Bu durum beraberinde birtakım suiistimalleri de peşinde sürüklüyor elbette. Zaten elde üretilmesinden başka yolu olmayan ürünlere bile hemen bir “hand-made” damgası ve bana sorarsanız bir gereksiz değerleme çabası. “Hand-made tokat çeşitlerimizi satış temsilcinize sorunuz”.

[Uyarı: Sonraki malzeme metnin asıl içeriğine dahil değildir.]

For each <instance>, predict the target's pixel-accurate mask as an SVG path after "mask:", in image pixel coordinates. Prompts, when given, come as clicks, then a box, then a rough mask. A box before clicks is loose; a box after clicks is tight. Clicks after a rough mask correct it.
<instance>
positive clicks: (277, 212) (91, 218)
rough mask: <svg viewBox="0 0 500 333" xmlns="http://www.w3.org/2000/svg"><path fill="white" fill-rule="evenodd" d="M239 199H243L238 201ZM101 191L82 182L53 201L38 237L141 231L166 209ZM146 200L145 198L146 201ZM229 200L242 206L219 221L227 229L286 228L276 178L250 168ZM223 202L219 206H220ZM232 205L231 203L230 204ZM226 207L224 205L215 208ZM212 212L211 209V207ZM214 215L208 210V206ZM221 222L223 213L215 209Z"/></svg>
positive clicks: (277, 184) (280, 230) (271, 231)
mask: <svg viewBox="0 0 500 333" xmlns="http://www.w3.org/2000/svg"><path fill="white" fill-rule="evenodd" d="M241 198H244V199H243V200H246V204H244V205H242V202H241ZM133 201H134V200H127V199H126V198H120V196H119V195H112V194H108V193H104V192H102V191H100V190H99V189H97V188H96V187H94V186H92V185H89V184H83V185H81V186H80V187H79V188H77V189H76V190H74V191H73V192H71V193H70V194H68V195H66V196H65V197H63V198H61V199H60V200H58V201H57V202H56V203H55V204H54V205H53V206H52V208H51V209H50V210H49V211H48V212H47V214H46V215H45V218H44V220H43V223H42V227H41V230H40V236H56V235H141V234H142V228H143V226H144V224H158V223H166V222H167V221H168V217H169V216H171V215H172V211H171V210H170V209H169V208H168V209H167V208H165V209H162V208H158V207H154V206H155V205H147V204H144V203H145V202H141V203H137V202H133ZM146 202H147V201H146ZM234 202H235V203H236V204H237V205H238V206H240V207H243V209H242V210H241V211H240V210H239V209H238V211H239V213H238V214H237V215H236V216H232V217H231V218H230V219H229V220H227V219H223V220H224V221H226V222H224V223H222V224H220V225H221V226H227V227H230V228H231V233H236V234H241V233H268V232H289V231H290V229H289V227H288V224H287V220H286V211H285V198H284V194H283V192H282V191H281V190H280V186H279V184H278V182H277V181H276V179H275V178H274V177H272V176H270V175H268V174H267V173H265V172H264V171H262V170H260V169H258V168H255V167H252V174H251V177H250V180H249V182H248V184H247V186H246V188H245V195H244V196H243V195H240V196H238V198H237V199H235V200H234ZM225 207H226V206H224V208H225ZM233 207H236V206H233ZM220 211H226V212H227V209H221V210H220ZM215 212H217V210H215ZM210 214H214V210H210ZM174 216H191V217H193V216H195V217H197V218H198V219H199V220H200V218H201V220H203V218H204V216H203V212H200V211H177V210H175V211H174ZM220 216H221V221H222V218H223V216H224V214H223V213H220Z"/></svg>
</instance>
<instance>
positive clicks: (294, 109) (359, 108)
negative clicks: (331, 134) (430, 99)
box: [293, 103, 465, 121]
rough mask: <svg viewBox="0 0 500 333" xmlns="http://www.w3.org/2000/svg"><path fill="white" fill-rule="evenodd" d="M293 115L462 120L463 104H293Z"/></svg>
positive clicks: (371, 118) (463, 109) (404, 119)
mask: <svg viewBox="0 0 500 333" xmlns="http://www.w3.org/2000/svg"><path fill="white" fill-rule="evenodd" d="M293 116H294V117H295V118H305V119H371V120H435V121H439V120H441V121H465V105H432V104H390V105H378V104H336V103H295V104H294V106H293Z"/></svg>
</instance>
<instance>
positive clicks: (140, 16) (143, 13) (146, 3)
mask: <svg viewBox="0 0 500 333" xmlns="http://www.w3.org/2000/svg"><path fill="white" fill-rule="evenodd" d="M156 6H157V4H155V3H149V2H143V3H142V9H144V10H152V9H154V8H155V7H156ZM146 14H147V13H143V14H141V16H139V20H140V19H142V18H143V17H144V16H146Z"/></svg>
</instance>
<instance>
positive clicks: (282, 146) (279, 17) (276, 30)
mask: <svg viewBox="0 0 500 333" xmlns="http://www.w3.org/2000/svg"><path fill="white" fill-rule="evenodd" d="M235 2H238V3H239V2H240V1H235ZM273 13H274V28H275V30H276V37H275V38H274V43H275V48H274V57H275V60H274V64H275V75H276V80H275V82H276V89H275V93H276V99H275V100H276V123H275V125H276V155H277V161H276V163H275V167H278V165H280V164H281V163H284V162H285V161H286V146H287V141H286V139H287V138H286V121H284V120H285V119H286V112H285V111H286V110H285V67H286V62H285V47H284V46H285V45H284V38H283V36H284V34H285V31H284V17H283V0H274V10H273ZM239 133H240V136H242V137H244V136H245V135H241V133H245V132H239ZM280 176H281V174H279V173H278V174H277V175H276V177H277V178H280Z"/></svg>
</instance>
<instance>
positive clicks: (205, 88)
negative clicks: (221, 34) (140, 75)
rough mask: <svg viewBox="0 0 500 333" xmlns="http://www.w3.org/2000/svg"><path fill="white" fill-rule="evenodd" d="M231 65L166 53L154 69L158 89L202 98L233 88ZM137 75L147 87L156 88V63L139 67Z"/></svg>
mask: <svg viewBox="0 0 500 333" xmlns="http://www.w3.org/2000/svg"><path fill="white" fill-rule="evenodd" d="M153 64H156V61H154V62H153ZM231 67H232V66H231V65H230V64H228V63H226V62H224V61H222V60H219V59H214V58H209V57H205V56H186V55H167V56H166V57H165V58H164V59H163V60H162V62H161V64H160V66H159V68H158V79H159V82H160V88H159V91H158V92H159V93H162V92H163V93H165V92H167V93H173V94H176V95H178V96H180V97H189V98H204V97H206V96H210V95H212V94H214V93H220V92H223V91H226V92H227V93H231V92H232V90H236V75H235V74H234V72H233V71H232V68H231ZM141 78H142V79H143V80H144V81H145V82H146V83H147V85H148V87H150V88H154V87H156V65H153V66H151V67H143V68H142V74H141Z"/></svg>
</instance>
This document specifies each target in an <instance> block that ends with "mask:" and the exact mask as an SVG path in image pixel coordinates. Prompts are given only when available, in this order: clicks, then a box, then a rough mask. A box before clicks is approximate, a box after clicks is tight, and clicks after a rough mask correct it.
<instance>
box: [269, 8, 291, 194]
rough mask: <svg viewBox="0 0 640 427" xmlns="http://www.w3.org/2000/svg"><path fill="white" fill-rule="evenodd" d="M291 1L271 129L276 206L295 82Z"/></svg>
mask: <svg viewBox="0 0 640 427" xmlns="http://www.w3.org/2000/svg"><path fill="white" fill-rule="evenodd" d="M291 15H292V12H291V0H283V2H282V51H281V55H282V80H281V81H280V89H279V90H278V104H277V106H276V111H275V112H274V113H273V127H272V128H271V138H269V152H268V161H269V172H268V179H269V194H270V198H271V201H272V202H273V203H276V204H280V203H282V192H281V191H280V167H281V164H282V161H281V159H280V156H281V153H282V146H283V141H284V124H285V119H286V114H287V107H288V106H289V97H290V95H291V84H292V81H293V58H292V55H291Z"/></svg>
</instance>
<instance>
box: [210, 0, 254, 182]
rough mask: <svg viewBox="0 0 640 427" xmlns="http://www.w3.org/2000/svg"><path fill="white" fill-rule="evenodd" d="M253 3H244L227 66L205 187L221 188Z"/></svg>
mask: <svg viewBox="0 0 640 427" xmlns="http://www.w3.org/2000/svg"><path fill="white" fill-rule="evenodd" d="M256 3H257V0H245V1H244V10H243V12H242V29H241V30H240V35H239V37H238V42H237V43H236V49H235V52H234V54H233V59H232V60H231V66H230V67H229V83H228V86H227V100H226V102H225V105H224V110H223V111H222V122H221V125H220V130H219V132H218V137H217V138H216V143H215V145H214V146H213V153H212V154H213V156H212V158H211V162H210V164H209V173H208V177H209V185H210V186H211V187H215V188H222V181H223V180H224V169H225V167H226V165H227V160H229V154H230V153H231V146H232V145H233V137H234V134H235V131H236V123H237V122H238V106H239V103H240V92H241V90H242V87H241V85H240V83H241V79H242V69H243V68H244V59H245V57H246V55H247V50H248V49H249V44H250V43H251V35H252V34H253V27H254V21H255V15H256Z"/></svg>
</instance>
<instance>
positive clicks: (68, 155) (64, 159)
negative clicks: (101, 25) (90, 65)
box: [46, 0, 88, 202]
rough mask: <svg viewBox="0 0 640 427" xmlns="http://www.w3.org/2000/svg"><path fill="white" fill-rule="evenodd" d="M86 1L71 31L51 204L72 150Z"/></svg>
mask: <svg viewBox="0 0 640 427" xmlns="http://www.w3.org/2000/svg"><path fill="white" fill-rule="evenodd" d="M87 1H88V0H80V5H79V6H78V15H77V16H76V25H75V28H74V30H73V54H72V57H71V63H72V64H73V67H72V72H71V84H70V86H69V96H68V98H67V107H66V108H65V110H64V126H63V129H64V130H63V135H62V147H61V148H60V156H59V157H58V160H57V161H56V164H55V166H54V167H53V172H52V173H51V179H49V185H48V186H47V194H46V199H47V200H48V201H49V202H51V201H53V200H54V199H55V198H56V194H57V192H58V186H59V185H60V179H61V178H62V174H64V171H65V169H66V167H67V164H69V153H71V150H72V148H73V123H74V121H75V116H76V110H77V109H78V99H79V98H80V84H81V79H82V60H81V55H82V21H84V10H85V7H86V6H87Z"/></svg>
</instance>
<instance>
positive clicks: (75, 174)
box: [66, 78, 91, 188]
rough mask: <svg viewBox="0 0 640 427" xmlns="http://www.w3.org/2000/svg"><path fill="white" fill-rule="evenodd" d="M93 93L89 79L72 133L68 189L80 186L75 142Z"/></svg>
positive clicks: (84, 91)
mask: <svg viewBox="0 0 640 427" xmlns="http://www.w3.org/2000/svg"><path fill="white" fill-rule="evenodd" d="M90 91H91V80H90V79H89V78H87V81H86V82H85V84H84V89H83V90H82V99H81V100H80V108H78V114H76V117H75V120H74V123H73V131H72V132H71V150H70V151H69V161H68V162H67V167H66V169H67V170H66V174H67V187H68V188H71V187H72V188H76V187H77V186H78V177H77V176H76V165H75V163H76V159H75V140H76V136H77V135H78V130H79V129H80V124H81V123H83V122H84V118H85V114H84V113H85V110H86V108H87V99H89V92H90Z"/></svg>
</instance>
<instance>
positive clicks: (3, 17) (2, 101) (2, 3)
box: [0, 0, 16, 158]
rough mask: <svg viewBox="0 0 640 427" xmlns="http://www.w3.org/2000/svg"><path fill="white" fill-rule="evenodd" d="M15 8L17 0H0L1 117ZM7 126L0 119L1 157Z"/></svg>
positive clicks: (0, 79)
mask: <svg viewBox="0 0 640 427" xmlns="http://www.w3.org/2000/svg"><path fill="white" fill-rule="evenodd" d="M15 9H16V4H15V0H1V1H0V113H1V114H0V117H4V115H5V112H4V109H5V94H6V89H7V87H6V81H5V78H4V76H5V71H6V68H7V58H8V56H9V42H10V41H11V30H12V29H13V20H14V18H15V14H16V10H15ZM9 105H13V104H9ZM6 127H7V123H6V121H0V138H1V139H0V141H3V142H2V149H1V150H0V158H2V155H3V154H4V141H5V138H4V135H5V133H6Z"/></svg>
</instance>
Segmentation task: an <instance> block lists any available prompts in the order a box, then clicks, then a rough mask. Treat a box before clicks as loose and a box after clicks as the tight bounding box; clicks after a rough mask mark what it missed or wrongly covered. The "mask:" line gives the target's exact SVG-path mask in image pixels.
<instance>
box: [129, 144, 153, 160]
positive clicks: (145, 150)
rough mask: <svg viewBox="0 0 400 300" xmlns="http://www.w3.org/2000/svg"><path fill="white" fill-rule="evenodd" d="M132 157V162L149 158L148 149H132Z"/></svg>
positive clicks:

Genel olarak bakacak olursak; insanların kendilerine >> insanların diğer insanlara >> insanların diğer insanların yarattıkları değerlere saygıları olarak formülize edebilirim kültürler-arasındaki bakış ve konumlandırma farkını.

Sadi Tekin

Sadi Tekin, 76 yılının yağmurlu bir yaz gününde Ankara’da doğmuş. Kendi başına anlamlı cümleler kurmaya başlamadan da, ailesini de yanına alarak İzmir’e taşınmış. {kendisine “İzmirli” diyor} 94 senesinde Marmara Üniversitesi GSF Endüstri Ürünleri Tasarımı Bölümünde okumak üzere İzmir’den ayrılıyor. O yıllarda artık nispeten daha anlamlı cümleler kurmaya başlamış, bir süredir de karikatür çizmekte. Bu vesile ile, o zamanki adı HBR Maymun olan haftalık mizah dergisinde haftalık karikatürler çizmiş. Çeşitli tasarım ofislerinde tasarımcılık yapmış; sergiler açmış. 2006-2012 yılları arasında Kuzguncuk’ta kendi ofisinde tasarım ve illustrasyon çalışmaları yapmış. Çalışmalarını 2012’den beri New York’ta sürdüren Sadi Tekin, Sipsi adında bir hayali kedi ve iki bisiklet babası.